Authored by RKSimon on Jan 2 2017, 3:15 PM.

Details

Summary

In some cases its more efficient to combine TRUNC( BINOP( X, Y ) ) --> BINOP( TRUNC( X ), TRUNC( Y ) ) if the binop is legal for the truncated types.

This is true for vector integer multiplication (especially vXi64), as well ADD/AND/XOR/OR in cases where we only need to truncate one of the inputs at runtime (e.g. a duplicated input or an one use constant we can fold).

Further work could be done here - scalar cases (especially i64) could often benefit (if we avoid partial registers etc.) and other opcodes possibly too.
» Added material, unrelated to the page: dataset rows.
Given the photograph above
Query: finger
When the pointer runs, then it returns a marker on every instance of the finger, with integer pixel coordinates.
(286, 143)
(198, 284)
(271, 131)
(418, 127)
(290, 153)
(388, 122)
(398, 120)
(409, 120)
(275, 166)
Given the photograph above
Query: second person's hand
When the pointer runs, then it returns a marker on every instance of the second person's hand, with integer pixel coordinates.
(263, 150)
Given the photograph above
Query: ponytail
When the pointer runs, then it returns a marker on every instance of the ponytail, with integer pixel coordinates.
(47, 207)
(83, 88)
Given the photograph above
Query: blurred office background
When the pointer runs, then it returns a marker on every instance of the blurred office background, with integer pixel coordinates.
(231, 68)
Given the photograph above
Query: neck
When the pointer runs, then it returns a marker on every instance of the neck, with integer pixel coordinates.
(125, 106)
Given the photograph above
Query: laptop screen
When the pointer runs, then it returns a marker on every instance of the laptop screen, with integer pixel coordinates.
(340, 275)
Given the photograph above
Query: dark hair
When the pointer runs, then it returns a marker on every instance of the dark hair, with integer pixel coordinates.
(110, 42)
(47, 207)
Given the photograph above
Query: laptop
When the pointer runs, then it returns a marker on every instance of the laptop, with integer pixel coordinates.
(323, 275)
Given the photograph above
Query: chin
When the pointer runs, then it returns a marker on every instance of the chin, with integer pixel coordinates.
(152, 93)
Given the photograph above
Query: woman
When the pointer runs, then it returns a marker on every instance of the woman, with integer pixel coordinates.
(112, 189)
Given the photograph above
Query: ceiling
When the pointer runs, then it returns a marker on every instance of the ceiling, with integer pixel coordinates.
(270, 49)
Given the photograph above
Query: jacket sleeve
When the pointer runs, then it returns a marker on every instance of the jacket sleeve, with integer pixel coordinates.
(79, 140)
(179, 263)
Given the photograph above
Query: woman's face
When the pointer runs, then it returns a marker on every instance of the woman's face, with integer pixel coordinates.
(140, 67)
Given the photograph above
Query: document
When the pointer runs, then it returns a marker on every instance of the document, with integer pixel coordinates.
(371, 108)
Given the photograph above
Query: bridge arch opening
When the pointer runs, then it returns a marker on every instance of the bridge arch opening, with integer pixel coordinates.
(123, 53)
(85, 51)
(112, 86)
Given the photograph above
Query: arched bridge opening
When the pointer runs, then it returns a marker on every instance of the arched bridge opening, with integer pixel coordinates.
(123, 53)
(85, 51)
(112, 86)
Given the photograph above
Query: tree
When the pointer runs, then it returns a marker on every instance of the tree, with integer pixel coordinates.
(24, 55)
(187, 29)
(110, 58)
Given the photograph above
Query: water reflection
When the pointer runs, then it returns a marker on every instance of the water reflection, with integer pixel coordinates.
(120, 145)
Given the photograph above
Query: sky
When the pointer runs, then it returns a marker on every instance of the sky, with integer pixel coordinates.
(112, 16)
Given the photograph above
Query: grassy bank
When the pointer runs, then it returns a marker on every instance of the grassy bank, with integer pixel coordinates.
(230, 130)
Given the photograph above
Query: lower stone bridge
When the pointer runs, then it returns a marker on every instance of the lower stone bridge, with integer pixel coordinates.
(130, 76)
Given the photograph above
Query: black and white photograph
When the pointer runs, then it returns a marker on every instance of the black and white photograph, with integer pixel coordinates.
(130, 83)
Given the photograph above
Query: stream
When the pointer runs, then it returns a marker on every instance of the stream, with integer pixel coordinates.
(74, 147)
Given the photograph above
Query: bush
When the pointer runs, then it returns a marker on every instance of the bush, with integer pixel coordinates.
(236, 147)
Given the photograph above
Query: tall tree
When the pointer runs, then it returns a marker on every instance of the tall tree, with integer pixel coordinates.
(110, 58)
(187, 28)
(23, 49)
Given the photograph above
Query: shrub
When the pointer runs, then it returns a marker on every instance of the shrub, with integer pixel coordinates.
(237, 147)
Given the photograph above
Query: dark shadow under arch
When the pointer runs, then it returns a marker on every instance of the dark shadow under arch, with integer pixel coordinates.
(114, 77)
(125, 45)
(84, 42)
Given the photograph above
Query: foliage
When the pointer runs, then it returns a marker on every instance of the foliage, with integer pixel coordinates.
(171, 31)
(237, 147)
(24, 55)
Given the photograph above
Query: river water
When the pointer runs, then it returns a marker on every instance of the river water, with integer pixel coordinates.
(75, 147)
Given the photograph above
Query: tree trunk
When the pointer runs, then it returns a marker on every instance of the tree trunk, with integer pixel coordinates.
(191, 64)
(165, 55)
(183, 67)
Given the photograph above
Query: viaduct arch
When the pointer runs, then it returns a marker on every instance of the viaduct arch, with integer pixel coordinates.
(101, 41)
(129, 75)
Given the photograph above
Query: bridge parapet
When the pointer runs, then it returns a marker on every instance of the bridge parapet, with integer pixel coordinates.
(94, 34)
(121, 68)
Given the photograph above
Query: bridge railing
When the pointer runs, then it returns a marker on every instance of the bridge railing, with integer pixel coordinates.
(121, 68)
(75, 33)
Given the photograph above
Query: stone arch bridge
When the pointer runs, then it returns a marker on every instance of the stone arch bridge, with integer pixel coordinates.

I have considered implementing this for all targets within the DAGCombiner but wasn't sure we could devise a suitable cost model system that would give us the range we need?

Diff Detail

Repository
rL LLVM

Event Timeline

RKSimon updated this revision to Diff 82820.Jan 2 2017, 3:15 PM
RKSimon retitled this revision from to [X86] Attempt to pre-truncate arithmetic operations if useful.
RKSimon updated this object.
RKSimon set the repository for this revision to rL LLVM.
RKSimon added a subscriber: llvm-commits.
delena edited edge metadata.Jan 3 2017, 1:00 AM

One some targets pmulld is significantly slower than pmullw (FeatureSlowPMULLD). I assume that truncating even different (variable) inputs should be profitable in this case.

And your transformation may be profitable for this scenario:

trunc(binop (s/zext(x), s/zext(y)) when x and y are different variables.

lib/Target/X86/X86ISelLowering.cpp
31795 ↗(On Diff #82820)

Should you check hasOneUse() here ?

RKSimon updated this revision to Diff 82926.Jan 3 2017, 11:58 AM
RKSimon edited edge metadata.

Updated based on Elena's feedback

RKSimon marked an inline comment as done.Jan 3 2017, 12:02 PM

One some targets pmulld is significantly slower than pmullw (FeatureSlowPMULLD). I assume that truncating even different (variable) inputs should be profitable in this case.

And your transformation may be profitable for this scenario:

trunc(binop (s/zext(x), s/zext(y)) when x and y are different variables.

If its alright, I can add support for both of these in followup patches. I've added TODOs to describe possible areas for improvement.

delena accepted this revision.Jan 3 2017, 10:40 PM
delena edited edge metadata.
This revision is now accepted and ready to land.Jan 3 2017, 10:40 PM
This revision was automatically updated to reflect the committed changes.